Canários voando sobre o pano de fundo de um céu de janeiro, às vezes, basta isso para nos alentar se nos pesa uma lágrima não derramada.
Imaginemos, agora, esses mesmos pássaros presos em um auditório, a procurar uma saída, inexistente, na luminosa claraboia. Triste espetáculo a eclipsar o discurso do político tolo.
Nos dois casos, sabemos que eles morrerão, mas só no primeiro nos deleitamos com sua vida; só no segundo lamentamos, por antecipação, sua morte.
Se todos os seres são, a um só tempo, viventes e morituros; então por que em certos contextos nossa sensibilidade capta apenas uma dessas dimensões?
Seriam aquelas reações (ora encanto, ora desencanto) arbitrárias?
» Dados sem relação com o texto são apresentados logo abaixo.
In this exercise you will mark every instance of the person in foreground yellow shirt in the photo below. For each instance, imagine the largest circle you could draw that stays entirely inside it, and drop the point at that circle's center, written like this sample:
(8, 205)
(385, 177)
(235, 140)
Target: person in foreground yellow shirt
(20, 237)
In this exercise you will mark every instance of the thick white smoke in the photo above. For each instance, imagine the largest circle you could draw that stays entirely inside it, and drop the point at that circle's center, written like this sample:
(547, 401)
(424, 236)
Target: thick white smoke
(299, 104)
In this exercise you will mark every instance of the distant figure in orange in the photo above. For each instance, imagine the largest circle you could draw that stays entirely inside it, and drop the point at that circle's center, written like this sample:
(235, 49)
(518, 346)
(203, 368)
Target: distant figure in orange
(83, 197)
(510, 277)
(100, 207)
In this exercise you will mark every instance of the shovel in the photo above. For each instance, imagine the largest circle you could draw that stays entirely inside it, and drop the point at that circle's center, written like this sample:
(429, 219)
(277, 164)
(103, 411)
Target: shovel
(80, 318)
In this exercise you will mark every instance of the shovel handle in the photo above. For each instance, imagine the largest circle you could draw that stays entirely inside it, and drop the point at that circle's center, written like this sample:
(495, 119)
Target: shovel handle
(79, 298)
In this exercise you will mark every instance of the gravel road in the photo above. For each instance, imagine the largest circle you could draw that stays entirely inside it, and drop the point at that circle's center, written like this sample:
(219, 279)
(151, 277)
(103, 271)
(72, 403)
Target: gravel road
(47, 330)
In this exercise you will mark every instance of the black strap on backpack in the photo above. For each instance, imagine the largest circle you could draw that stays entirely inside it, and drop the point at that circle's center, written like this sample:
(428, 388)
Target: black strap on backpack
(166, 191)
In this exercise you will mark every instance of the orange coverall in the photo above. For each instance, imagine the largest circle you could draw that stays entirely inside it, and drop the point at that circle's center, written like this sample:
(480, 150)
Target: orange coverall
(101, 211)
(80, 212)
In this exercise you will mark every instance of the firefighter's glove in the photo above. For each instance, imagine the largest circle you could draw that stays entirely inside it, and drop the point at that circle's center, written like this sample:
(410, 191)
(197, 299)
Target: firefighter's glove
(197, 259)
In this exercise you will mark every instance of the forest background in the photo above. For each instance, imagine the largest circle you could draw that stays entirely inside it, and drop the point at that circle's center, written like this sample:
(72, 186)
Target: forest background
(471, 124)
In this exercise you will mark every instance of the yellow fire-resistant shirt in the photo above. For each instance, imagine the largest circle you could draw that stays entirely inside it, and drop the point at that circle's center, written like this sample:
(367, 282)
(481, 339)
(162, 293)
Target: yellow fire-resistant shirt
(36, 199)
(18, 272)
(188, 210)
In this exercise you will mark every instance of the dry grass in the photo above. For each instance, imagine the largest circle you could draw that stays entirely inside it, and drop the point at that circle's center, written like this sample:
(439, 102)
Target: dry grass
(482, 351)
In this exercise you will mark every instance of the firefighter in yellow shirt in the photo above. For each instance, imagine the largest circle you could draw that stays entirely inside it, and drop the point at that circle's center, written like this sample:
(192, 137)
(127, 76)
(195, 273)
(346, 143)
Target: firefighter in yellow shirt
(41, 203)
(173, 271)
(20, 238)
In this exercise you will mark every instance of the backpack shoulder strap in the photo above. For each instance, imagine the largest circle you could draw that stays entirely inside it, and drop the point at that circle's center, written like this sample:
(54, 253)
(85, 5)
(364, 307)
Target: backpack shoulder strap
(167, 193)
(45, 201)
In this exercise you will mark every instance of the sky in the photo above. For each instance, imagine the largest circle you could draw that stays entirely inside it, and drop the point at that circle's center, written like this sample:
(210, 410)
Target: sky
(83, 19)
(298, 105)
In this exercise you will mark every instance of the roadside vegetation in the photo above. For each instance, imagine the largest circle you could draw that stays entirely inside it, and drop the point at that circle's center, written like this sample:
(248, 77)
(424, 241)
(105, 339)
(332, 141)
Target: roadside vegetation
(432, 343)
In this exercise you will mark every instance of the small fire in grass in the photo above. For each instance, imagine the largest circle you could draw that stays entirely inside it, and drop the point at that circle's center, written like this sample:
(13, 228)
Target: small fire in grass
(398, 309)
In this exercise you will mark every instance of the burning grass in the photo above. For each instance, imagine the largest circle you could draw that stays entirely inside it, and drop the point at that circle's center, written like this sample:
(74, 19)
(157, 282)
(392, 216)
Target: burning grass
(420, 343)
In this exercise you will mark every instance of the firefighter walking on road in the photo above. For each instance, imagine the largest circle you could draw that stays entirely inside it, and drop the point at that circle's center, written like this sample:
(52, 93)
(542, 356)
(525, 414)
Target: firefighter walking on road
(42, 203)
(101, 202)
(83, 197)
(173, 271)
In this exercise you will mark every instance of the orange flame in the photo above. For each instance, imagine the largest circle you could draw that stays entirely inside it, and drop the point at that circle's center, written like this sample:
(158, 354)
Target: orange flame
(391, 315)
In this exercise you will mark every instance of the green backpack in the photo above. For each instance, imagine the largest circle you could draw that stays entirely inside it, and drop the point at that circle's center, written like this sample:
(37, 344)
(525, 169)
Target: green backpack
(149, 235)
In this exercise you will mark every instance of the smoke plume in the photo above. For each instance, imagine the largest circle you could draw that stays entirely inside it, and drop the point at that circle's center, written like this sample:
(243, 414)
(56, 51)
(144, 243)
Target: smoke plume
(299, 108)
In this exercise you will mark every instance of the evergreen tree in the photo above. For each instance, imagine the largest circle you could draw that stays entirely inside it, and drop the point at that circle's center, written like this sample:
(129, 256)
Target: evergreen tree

Ora, os viventes carregam sua morte consigo. Inafastável bomba-relógio em regressiva contagem. A leveza das asas em voo aberto apenas nos impede de ouvir o trabalhar do seu maquinismo.
De outro lado, os morituros também gozam a vida e experimentam os prazeres almejados, ou os que calharam de aparecer. Ou aqueles e mais esses; ou, ainda, parte daqueles e parte desses em infinitas combinações. A proximidade de sua morte, quando muito, desbota as cores de sua alegria, não as apaga.
Ainda assim, seria absurdo se aquelas reações fossem invertidas.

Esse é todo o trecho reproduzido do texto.